Literary Analysis (ENG 220)
Designed for potential English majors. Emphasizes theoretical approaches and critical strategies for the written analysis of poetry, fiction, and drama and/or film. Writing intensive. Required for the major.
Introduction to Gender and Sexuality Studies (GSS 101)
This class provides an interdisciplinary introduction to the analytical tools, key scholarly debates, history, and research subfields of gender and sexuality studies. It pays particular attention to the construction and deployment of gender as a cultural category across various social institutions. Students will learn to assess and analyze documents pertaining to the history of and contemporary state of feminisms and women’s rights, masculinity, queer theory, disability studies, body image and consumer culture, intersectionality, as well as a host of gendered questions related to health, work, the family, violence, and politics.

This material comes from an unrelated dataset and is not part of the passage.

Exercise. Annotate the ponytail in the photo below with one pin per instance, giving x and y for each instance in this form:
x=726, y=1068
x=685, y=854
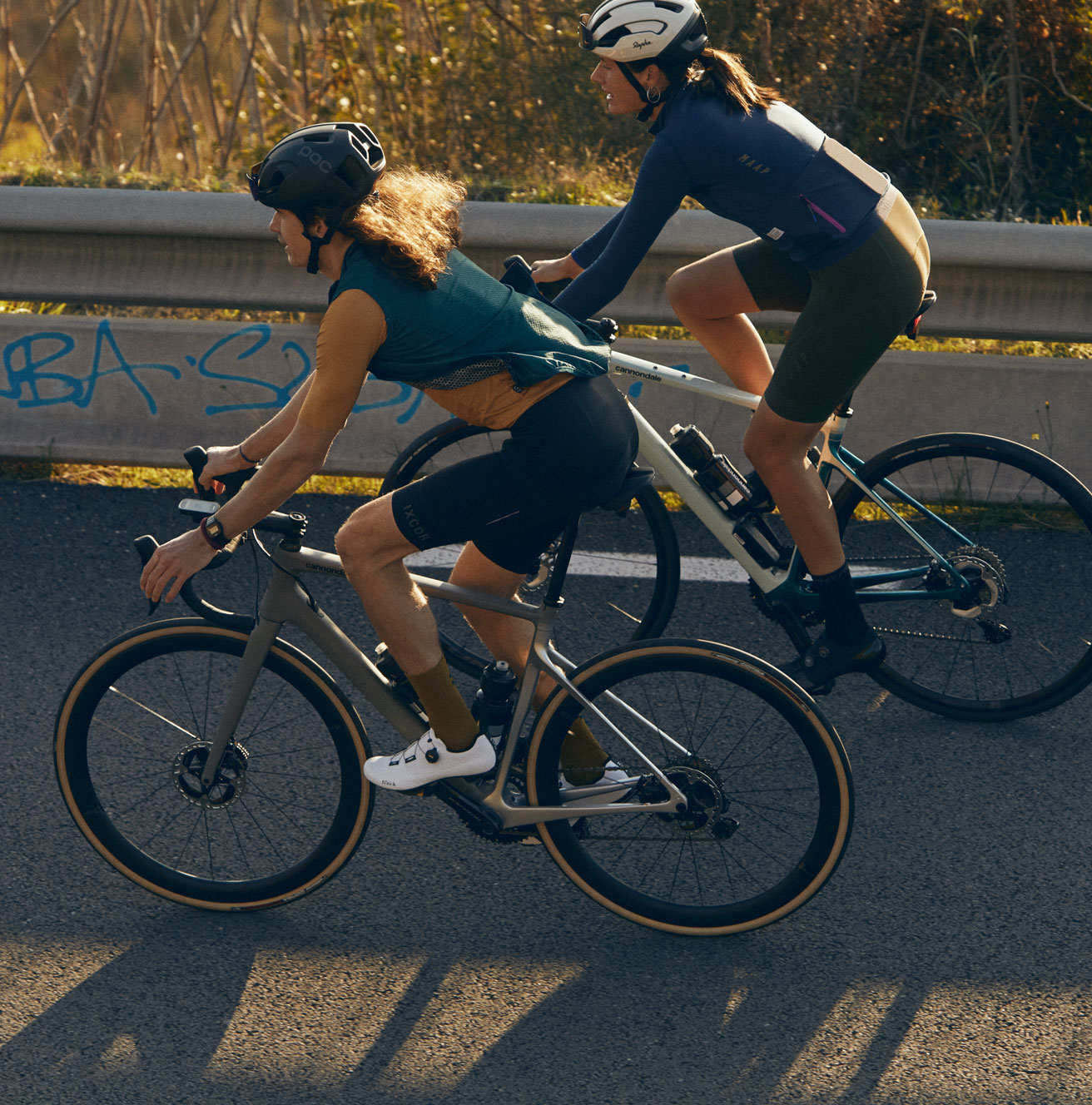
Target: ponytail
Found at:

British Literature to 1800 (ENG 240)
Designed for majors and prospective majors. Introductory survey of the British literary tradition in poetry, drama, and narrative during the Middle Ages, Renaissance, and Eighteenth Century, with special emphasis on Chaucer, Shakespeare, Donne, and Milton.
#MeToo: Speaking Sexual Violence (Writing 101)
This course examines the rhetoric of #MeToo, the most recent iteration of the movement against gender-based violence, in the context of earlier representations of sexual harassment and assault. We will begin by studying recent historical flashpoints in the national dialogue about sexual abuse, including the Anita Hill hearings (1991); David Mamet’s controversial play Oleanna (1992); President Bill Clinton’s impeachment (1998); the Boston Globe’s exposé on the Catholic Church (2002). Approaching #MeToo as a genre of storytelling still taking shape, we will uncover emerging tropes and patterns in the narration of experiences of sexual abuse, in media portrayals thereof, and in the critical backlash. Based on our investigations, we will attempt to answer the questions, “Whose and what kinds of stories of sexual violence are likeliest to capture a national audience? Whose and what kinds are likeliest to be silenced or ignored, and why?” Our rhetorical analyses will follow the method advanced in David Rosenwasser and Jill Stephen’s Writing Analytically. The first assignment asks students to analyze the organizing themes and contrasts of a popularly circulated #MeToo story of their choosing. In the second, we will uncover assumptions about who and what constitutes an “ideal victim” in our class readings. The third assignment asks students to use a theoretical text on narratives of sexual abuse as a lens through which to interpret characters’ actions and motivations in a fictional work on the topic. For their final project, students will perform close textual analyses of interviews with women faculty about their experiences of workplace sexual harassment and situate them with respect to the narrative priorities, possibilities, and limitations we have identified as shaping the broader movement.